M. Strauss-Kahn avait déjà exprimé ses convictions, en 2004, dans Libération et dans l'émission "France Europe Express", sur France 3. "Nous ne le connaissions pas personnellement, mais au printemps, nous lui avons proposé la préface pour qu'il puisse exprimer à nouveau ses choix, raconte Martine Gross. Il a tout de suite accepté. Depuis, nous nous sommes rencontrés, en juin, à la Marche des fiertés homosexuelles, à Paris. Cela nous a permis de faire connaissance !"
LE MARIAGE NE VA PAS DE SOI
En mai 2004, au nom de "l'égalité des droits pour tous" , le Parti socialiste avait accepté du bout des lèvres sous la pression du mariage gay célébré à Bègles (Gironde) par Noël Mamère et des prises de position de plusieurs leaders, dont DSK le principe des unions homosexuelles, mais il était resté prudent sur la question de l'homoparentalité. "Un large débat doit s'organiser sur un sujet qui appelle la prise en compte de tous les points de vue afin d'apporter des réponses à des situations difficiles vécues par un certain nombre de nos concitoyens", avait alors affirmé le bureau national.

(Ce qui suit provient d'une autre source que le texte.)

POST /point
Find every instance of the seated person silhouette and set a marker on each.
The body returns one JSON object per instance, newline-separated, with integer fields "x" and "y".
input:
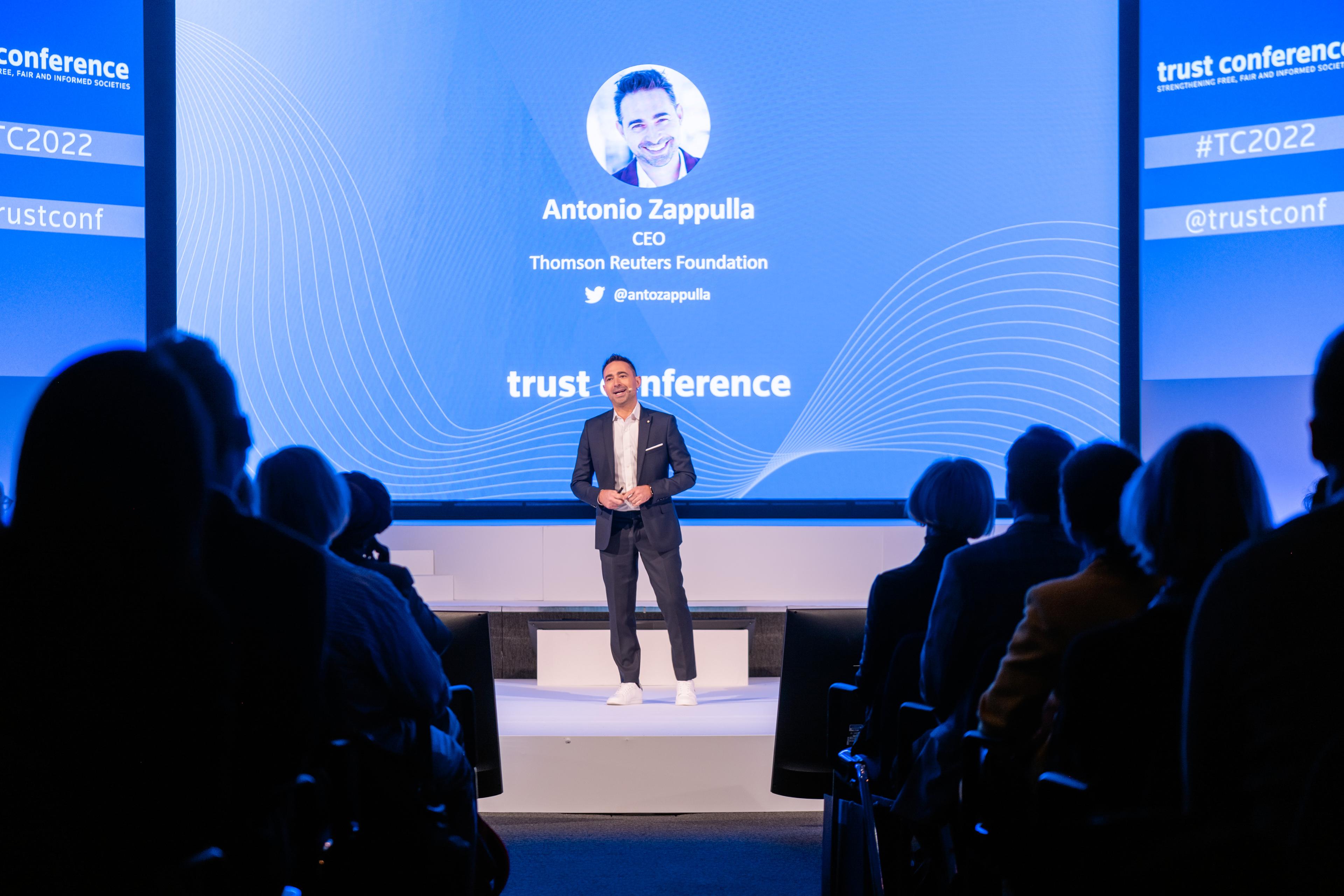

Au lendemain de ce communiqué, Lionel Jospin était sorti de la réserve qu'il s'imposait depuis sa défaite de 2002 pour dire son hostilité au mariage gay et à l'homoparentalité. L'enfant, écrivait-il alors dans le Journal du dimanche , "n'est pas un bien que peut se procurer un couple hétérosexuel ou homosexuel, il est une personne née de l'union quelle qu'en soit la modalité d'un homme et d'une femme" . "Je vois s'esquisser une nouvelle tentation bien-pensante, voire une crainte de l'imputation homophobe, qui pourraient empêcher de mener honnêtement la discussion" , concluait-il.
Depuis cette mise en garde, le débat s'est poursuivi au sein du PS. Et chacun a pris position dans les motions qui seront débattues au congrès du Mans, en novembre. François Hollande a franchi le pas dans son chapitre consacré au "contrat citoyen" : le mariage, promet-il, sera ouvert aux couples de même sexe et le droit à l'adoption devra "s'adapter aux réalités nouvelles et notamment tenir compte de l'homoparentalité" .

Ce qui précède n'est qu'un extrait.